За окном прошуршали чьи-то торопливые шаги, и тут она заметила у себя в руке свернутый в трубочку, перевязанный ленточкой, лист бумаги.
Глава 3.
У моря скорби берегов не видно.
Нигде счастливых очагов не видно.
Скажи, куда покой земной девался?
Здесь в доме мира мирных снов не видно.
Убайд Зокони.
— Пишите, дети!.. Раньше в зоне нашего сельсовета было восемь колхозов и в каждом колхозе по шесть бригад… Написали? — Сурайе привычно оглядела класс. Дети склонились над партами и старательно выводили буквы. Только одна девочка застыла в напряженной позе и, кажется, ничего не слушала.
— Гульмох! Что с тобой?
Девочка не откликнулась. Сурайе продолжала диктовать, — но теперь уж искоса наблюдала за хорошенькой девчуркой, с родинкой на щеке. Она хоть и начала писать, но видно было, что это ей стоит большого усилия.
— Итак, — продолжала учительница, — в каждом колхозе по шесть бригад… Записали?… А на каждую бригаду приходилось по двадцать пять гектаров земли. Точка. Сейчас колхозы слились в один и в этом объединенном колхозе восемь… Повторяю, восемь бригад. Спрашивается: сколько земли обрабатывает каждая бригада объединенного колхоза? Так… Гульмох, а ты все-таки не пишешь…
Сурайе, диктуя, прохаживалась по классу. Слова она чеканила с привычной четкостью. Казалось, сегодня она ничем не отличается от вчерашней, строгой и требовательной, учительницы. И, правда, здесь, в классе, она обрела уверенность. Бессонная ночь оставила следы на ее лице. Но здесь ведь нет зеркала, Сурайе не видит себя, а трудовые навыки, необходимость всегда помнить о том, что за тобой наблюдают тридцать пар детских глаз — поневоле подтягивают.
Сурайе провела урок спокойно, и никто из детей, кажется, не заметил ее душевного состояния. В самом конце урока, когда она стала диктовать задачу на дом и увидела Гульмох, увидела, что с девочкой творится неладное — поняла: острота восприятия изменила ей. «Досадно, очень досадно! — подумала Сурайе, — значит, я прозевала какое-то немаловажное происшествие».
Сурайе подошла к девочке, сидевшей на последней парте, рядом с очень проказливым, шустрым мальчуганом.
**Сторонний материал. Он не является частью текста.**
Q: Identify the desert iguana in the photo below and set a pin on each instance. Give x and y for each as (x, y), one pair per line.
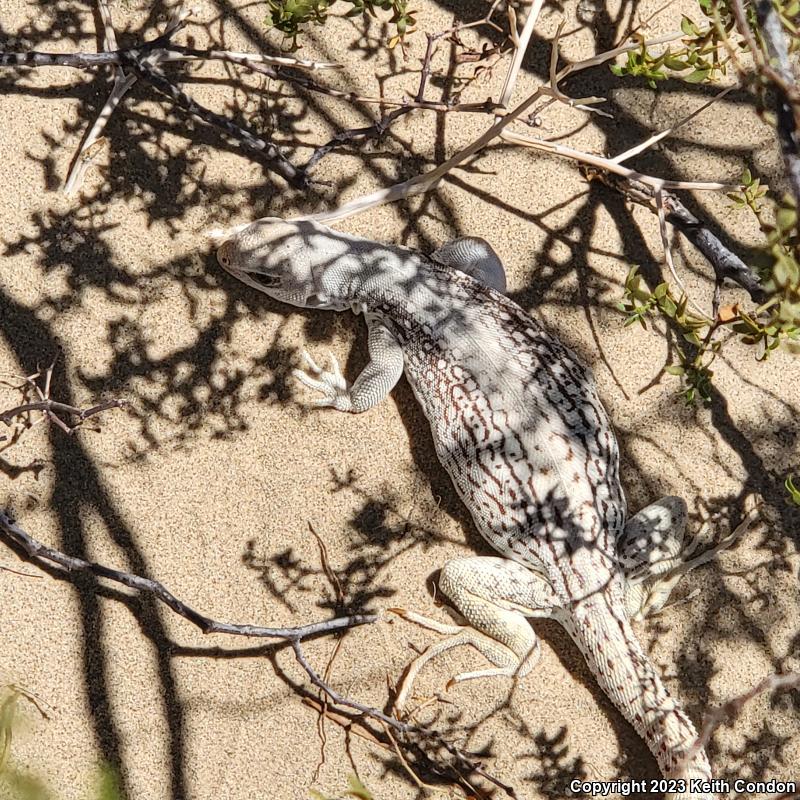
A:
(519, 427)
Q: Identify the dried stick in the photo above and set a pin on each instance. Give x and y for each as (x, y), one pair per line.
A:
(50, 558)
(49, 407)
(788, 97)
(730, 710)
(428, 180)
(378, 129)
(142, 62)
(724, 262)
Обычно, этот мальчик толкал и обижал Гульмох, радовался ее неудачам. Сейчас — Сурайе это заметила — мальчик с пристальном вниманием следил за тем, что произойдет.
— Я тебя не узнаю! — с этими словами Сурайе взяла тетрадку Гульмох. — Ты не записываешь? — Сурайе помимо воли говорила раздраженно. Она была недовольна собой.
— Гульмох потом… спишет с моей тетрадки, — сказал мальчик.
Сурайе насторожилась. Тут что-то не так…
— С твоей? А сама что? — спросила учительница, повернувшись к девочке.
Гульмох потупилась и ничего не ответила. Казалось, она вот-вот заплачет.
— Это последнее в четверти домашнее задание, — сказала, обращаясь ко всем, Сурайе.
Ей было важно понять, как относится класс и к происшествию и к ее состоянию, видят ли дети, что сегодня она не такая… Дети были очевидно смущены. В выражении их лиц Сурайе читала: «Ты не такая. Мы тебя не узнаем. У нашего товарища несчастье, и все мы об этом знаем, а ты, наш самый большой товарищ, самый умный и сильный, ничего не видишь». В таких условиях педагог должен круто и в то же время незаметно изменить поведение.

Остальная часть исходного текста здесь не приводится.